The NOFO currently lists a recurring application pattern through December 2026 with a review/award chain leading into 2027 starts and review milestones. Even if the current opening was earlier, this date pattern matters because teams can align internal approvals around one active cycle.

Suggested 8-week prep sequence

  • Week 1–2: Confirm organizational eligibility and start registrations.
  • Week 3–4: Define role outcomes, map to project PI and collaborators.
  • Week 5–6: Collect evidence artifacts (repos, docs, metrics) and secure letter drafts.
  • Week 7: Draft budget and submission forms; ensure page limits and required fields are exact.
  • Week 8: Internal compliance pre-check, then submit buffer time before deadline.

For teams targeting an upcoming cycle, include this as an annual recurring task. The NOFO itself is updated over time; check the latest notices on the same page before submission.

If your team is in a biomedical lab and already has NIH funding where software quality is currently a bottleneck, this is often a better strategic fit than adding software effort as an add-on in a traditional scientific application. It is especially useful when the team already has compelling software outcomes but cannot justify a full replacement of project strategy.

FAQ

Is this for teams outside the U.S.?

No. The NOFO excludes non-domestic organizations from applying as entities, although foreign components that are defined in NIH policy can be allowed in limited ways.

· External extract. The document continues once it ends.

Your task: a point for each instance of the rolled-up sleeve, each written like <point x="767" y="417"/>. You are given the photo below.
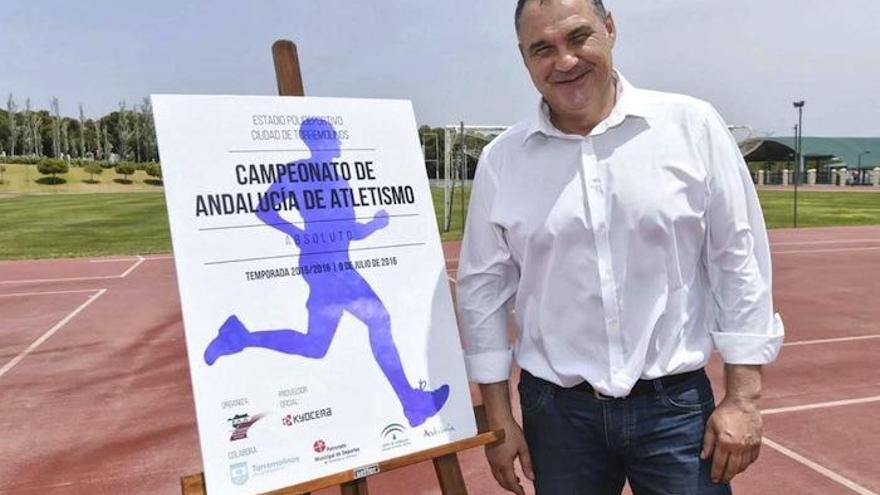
<point x="487" y="279"/>
<point x="737" y="254"/>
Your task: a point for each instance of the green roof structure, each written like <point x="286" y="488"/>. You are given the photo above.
<point x="838" y="150"/>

Is clinical work prohibited?

The NOFO is marked “Clinical Trials Not Allowed.” If your proposal relies on clinical trial conduct, this is typically outside scope.

Can it support more than one RSE?

The call language focuses on a single RSE position as part of the application, with budget and scope tightly constrained. Treat multi-person plans as unlikely unless justified within the same award structure.

Are renewals accepted?

Yes, renewal application types are shown as allowed in the NOFO structure, but each cycle is reviewed against current requirements. You still need full compliance and current documentation.

Can the award support travel?

Yes, but only up to $2,500 per year (as specified in the NOFO budget section).

What should institutions do first?

Complete registrations immediately and line up the two required recommendation letters and one PI support letter before drafting the full application narrative.

In short: this is a role-focused grant with constrained budget logic and high process discipline. For teams that need stable software capability and demonstrable engineering leadership in NIH science, it is one of the few mechanisms that directly funds that reality.